Beautiful Theology .comment-link {margin-left:.6em;}

Beautiful Theology

Signifying truth in more than words alone

Thursday, February 15, 2007

Words and Images 11


Dans un tableau, les mots sont de la même substance que les images.

In a picture, the words are made of the same substance as the images.

This image helps me immensely, especially in my review of the apparent spectrum from “purely glyphic” communication to “purely representational” communication. The ways that people typically treat words tends to minimize (if not ignore) the extent to which written language constitutes a special case of the more general phenomenon of visual communication. It’s as though the formlessness of spoken language were persisted in written language, and the tonelessness of written language were transposed to spoken language, toward the theoretical telos of a “pure language” in which meaning might be communicated without distracting “other” features. But (as this unit begins to suggest to me) there’s no communication without the “other” features; the decision about what counts as “pure” and what counts as an “other feature” (be it regional accent, timbre, typeface, type style, vocal pitch, the speed of pronunciation) depends not on intrinsic features of pure language, but on contextual contingencies.
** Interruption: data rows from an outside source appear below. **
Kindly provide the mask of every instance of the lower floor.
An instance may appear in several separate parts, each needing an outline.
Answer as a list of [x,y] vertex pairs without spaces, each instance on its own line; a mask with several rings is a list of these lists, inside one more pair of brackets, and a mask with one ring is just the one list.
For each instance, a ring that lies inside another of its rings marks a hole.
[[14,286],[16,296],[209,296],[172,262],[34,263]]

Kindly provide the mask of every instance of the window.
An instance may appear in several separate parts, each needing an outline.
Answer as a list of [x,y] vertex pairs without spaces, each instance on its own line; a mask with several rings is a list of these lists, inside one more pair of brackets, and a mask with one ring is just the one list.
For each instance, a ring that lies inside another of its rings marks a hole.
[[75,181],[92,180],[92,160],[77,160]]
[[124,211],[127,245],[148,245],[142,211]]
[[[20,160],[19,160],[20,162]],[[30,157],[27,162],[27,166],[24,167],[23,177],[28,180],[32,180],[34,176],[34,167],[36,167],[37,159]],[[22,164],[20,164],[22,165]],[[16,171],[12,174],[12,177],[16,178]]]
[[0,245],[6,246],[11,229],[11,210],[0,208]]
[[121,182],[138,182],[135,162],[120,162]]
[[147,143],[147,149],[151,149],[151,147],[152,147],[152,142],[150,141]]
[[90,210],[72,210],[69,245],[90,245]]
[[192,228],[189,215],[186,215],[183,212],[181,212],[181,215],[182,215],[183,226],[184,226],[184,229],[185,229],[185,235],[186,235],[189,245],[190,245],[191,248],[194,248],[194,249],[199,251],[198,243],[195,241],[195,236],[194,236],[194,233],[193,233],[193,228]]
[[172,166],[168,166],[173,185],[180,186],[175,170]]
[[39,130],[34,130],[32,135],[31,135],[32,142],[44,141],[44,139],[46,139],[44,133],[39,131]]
At such points, my interpretation of Magritte seeps over into my recollection of Saussure — which provokes me to wonder how extensively Magritte interacted with Saussure’s work (Magritte was only fifteen years old at the time of Saussure’s death). Googling for pages that contain both “Magritte” and “Saussure” brought these pages to my attention — undoubtedly there’s more to follow up in this trajectory, if I had but the leisure to pursue the question.

5 Comments:

Blogger Pascale Soleil said...

Ooo, intriguing!

I'll probably have more to say on this generally, but did you notice that phrase "sont de la même substance que"? It's an echo of the Nicene Creed: "étant d'une substance avec le Père"!!

So, another possible translation: "In a picture, words are of the same being as images." I think this could have a big impact on how you interpret this presentation.
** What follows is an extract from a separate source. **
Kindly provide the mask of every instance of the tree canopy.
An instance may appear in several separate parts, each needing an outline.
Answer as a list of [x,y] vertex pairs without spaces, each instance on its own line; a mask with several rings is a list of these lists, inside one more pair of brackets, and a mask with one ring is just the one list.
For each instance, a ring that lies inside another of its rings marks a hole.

Also, have you figured out what the rebus-word is in this picture?

(P.S. another typo in the caption: "lees")

February 15, 2007 11:36 AM  
Blogger Pascale Soleil said...

I suspect is says "abhomination"... but I'm not sure how the block/brick/box/sqare works.
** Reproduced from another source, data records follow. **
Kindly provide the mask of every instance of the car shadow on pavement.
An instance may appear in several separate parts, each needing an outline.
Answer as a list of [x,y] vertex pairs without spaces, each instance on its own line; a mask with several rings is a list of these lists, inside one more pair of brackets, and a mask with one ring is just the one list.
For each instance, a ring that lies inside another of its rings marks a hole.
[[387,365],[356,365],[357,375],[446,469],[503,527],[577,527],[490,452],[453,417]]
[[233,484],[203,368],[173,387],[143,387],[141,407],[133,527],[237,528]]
February 15, 2007 11:43 AM  
Blogger Tom Matrullo said...

The image with its syllables/phonemes is annoying, no? I've tried plugging in words for face, mouth, nose, head, etc., with no luck making it "resolve" into some rebus-meaning.

Yet it is very suggestive - the "face" can be figure in French - suggesting the surface, exterior of a trope, while the box or container suggests interiority. The face is radically open, sans mouth or ear, the box is closed, offering no clue what it might contain, if anything.

'Ab' and 'no' offer numerous possible meanings, many of which point to absence, negation, awayness, fromness.

What I'm left with is a host of notions but none that put all the elements into a single intelligible word/meaning.

Perhaps M. is evincing the mutual interference of these parts of the "spectrum"?

February 20, 2007 7:28 AM  
Blogger AKMA said...

(Fixed the typo, Pascale — thanks!)

I'm pretty unimaginative; I just construed the letters as the beginning and middle of the alphabet.

A, B, a face, N, O, an oblong solid. . . .

I agree that the choice of a face and an apparent three-dimensional solid matter a great deal. The face involves questions of “recognition,” the kind of physiognomic knowledge that matters so much in research into brain functioning and differences in kinds of knowing. The box reintroduces the contrast between the flat picture and the occluded interpretive work by which we render it as solid (as in the frame a few pictures ago, where the image implies the existence of objects behind what the picture depicts.

February 24, 2007 10:11 AM  
Blogger AKMA said...

We talked about this frame in class today, and followed up the “allusion to the Nicene Creed” angle. With only a shade of information, not a rich base of data, we found that the Creed in French seemed to take two forms: one with the form d'une même substance, the other with de même nature, along with the étant dune substance example you cite.